Visceral hyperalgesia is a lowered activation threshold to pain generation in response to a stimulus, such as distention within the intestines. 16 Visceral hyperalgesia was identified as the source of symptoms in 12 of 14 medically fragile children with persistent symptoms despite treatment of GERD with medications and Nissen fundoplication. 17 Gastrointestinal injury and inflammation may contribute to sensitization of visceral afferents, such as GERD, gastrostomy tube placement and antireflux surgery.
These sources of pain are important to consider given that the gut is identified as one of the most common sources of pain in children with NI despite treatment of problems such as GERD and constipation.4,18–20 These two cases included symptoms that suggest the gastrointestinal symptoms associated with central pain and visceral hyperalgesia, including pain associated with intestinal gas and relief of symptoms after passing of stool and gas.

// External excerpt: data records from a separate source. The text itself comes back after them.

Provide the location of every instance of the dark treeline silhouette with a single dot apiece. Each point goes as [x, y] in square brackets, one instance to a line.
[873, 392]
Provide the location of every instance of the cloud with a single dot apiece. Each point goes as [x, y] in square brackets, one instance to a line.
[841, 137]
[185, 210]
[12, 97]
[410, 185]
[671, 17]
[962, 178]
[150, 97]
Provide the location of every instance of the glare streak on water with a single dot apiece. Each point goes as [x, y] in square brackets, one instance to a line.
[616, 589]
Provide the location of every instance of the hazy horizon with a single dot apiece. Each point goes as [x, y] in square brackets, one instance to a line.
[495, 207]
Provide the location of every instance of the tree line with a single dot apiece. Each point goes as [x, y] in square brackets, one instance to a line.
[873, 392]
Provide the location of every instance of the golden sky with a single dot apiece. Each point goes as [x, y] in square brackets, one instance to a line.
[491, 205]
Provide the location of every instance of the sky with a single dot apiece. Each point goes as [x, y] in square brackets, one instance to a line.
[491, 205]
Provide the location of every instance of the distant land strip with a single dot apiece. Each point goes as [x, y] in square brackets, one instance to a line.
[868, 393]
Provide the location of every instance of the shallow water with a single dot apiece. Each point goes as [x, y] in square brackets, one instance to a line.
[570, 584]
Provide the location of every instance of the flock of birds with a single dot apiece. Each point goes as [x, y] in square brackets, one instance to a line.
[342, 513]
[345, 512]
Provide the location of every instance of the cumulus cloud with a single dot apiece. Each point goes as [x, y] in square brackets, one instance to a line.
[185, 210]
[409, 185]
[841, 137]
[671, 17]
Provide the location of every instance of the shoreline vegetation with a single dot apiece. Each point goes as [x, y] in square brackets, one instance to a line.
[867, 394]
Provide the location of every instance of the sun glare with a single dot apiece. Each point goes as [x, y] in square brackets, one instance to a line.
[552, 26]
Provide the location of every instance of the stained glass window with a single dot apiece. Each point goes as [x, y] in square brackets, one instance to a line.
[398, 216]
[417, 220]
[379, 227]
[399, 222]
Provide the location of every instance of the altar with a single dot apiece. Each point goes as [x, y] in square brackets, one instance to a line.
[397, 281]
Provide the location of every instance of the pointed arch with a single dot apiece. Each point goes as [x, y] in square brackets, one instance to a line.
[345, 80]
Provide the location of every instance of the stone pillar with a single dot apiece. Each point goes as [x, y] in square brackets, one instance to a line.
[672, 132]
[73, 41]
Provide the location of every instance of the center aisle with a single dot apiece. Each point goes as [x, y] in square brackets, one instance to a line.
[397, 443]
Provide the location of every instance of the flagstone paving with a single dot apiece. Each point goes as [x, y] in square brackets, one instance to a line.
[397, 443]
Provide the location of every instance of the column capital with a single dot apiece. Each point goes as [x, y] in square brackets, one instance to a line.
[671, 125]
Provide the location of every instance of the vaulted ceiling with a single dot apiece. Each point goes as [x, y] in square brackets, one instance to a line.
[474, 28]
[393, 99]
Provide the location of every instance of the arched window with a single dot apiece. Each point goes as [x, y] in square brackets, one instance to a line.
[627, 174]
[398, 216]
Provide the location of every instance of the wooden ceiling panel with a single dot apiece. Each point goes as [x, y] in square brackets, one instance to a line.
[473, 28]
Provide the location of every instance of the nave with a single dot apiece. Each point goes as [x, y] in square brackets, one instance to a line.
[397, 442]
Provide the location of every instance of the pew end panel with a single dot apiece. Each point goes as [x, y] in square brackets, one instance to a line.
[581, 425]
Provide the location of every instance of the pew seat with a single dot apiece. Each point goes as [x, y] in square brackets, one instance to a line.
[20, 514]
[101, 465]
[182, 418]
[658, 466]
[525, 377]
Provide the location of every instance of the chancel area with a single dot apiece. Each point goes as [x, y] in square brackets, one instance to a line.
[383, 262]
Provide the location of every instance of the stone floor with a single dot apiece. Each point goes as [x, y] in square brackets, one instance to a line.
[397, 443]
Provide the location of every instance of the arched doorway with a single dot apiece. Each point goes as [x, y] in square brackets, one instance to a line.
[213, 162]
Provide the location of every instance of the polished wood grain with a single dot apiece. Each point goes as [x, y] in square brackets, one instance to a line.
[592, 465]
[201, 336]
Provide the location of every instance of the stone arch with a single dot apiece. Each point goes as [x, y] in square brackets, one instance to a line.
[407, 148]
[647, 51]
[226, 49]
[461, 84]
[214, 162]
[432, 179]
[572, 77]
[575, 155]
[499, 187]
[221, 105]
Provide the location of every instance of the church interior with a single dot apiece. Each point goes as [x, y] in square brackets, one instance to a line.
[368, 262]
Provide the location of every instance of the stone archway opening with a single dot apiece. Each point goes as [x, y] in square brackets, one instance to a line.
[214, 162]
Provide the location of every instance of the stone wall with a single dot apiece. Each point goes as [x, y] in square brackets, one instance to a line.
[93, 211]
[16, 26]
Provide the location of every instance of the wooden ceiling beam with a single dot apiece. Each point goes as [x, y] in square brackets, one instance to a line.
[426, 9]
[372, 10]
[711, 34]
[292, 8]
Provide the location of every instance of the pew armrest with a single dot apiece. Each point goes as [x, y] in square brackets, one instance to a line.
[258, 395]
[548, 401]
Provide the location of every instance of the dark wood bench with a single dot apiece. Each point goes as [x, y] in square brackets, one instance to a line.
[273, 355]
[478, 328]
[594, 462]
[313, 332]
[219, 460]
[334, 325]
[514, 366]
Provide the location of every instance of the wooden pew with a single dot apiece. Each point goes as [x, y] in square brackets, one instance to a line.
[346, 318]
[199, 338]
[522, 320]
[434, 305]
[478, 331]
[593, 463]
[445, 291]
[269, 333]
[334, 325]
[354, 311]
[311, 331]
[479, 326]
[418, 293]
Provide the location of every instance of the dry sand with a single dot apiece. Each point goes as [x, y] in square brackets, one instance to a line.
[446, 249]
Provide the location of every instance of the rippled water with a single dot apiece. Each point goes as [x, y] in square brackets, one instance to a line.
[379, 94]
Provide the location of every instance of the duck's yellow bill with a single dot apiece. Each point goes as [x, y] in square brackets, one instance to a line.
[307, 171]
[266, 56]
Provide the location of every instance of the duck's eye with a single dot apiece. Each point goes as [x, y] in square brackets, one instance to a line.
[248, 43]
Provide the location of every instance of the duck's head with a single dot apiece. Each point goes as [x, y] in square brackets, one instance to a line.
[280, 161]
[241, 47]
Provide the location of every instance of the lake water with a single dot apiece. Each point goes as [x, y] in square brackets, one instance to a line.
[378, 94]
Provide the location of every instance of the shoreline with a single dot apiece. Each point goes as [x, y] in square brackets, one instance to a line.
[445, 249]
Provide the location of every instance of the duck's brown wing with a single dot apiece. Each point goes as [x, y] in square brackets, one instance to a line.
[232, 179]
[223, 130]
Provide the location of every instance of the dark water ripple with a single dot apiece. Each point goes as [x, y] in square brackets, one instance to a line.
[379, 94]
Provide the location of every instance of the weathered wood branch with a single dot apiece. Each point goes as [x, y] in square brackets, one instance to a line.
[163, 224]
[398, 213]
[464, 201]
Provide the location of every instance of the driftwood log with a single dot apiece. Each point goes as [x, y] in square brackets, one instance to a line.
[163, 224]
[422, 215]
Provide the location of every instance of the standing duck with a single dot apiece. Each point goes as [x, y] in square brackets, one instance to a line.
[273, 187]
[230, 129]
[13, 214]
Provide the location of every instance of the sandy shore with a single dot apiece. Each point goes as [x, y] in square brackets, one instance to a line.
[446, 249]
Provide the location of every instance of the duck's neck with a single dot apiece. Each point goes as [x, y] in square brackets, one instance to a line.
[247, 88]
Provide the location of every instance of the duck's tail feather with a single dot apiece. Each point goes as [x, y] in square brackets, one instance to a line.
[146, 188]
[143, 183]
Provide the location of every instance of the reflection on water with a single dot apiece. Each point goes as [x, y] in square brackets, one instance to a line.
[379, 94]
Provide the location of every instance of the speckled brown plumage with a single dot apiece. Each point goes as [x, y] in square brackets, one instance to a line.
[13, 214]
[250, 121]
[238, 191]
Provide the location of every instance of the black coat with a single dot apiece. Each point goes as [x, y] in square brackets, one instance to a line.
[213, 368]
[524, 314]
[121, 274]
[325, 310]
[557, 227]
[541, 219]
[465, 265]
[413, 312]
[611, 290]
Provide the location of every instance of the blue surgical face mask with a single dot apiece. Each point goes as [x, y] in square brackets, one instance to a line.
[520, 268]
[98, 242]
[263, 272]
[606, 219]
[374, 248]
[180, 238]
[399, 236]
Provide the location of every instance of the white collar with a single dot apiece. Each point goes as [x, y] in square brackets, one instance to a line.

Each patient was treated with a gabapentin trial given its demonstrated benefit for central pain and visceral hyperalgesia.12–14,16,17,21,22 Gabapentin has been studied to a lesser degree as treatment for spasticity, studied best in adults with multiple sclerosis, including one study identifying a significant reduction in the frequency of muscle spasms and degree of pain. 23 In addition, gabapentin has a good safety profile in children, including no known drug-drug interactions, making it a reasonable first choice for an empiric trial. As an example of benefit, nine children with NI treated with gabapentin experienced a significant reduction in pain symptoms as well as improvement in feeding intolerance and sleep. 24 In another case report, an infant with a chromosomal abnormality, associated NI, and hypotonia, was noted to have a significantly lower pain score following treatment with gabapentin, after failed benefit from morphine sulfate, lorazepam, and phenobarbital. 25
In both cases, the initial gabapentin dose was 2.5 mg/kg starting with one dose in the evening, with dose titration occurring every 4–7 days initially, with the option to titrate more rapidly once tolerated. This lower initial dose and slower titration reflected caution, given the degree of apnea. Further information about pain management in children with NI can be found elsewhere. 11
This report is limited to the observed improvement of these two infants. The hypothesis that children with NI and apnea benefit from treatment with gabapentin will need to be addressed in a prospective study. Such a study would benefit from a standardized medical evaluation, including assessment of potential pain sources for each patient, monitoring of pain frequency and severity, documentation of spasticity and frequency of spasms, and a standardized assessment of pain and tone post treatment.
In conclusion, infants with NI as a result of an insult to the CNS are also at increased increase for pain. Problems associated with pain in children with NI include increased tone. This secondary hypertonia may also contribute to apnea as a result of alterations in airway tone and chest wall restriction. These cases illustrate that treatment of pain can lead to resolution of apnea. Infants with NI and apnea should have a careful pain assessment when considering other causes and interventions for apnea. Gabapentin is suggested as a first-line trial, given its potential benefit for central neuropathic pain and hypertonia as a result of impairment of the CNS.
Footnotes
Author Disclosure Statement
No competing financial interests exist.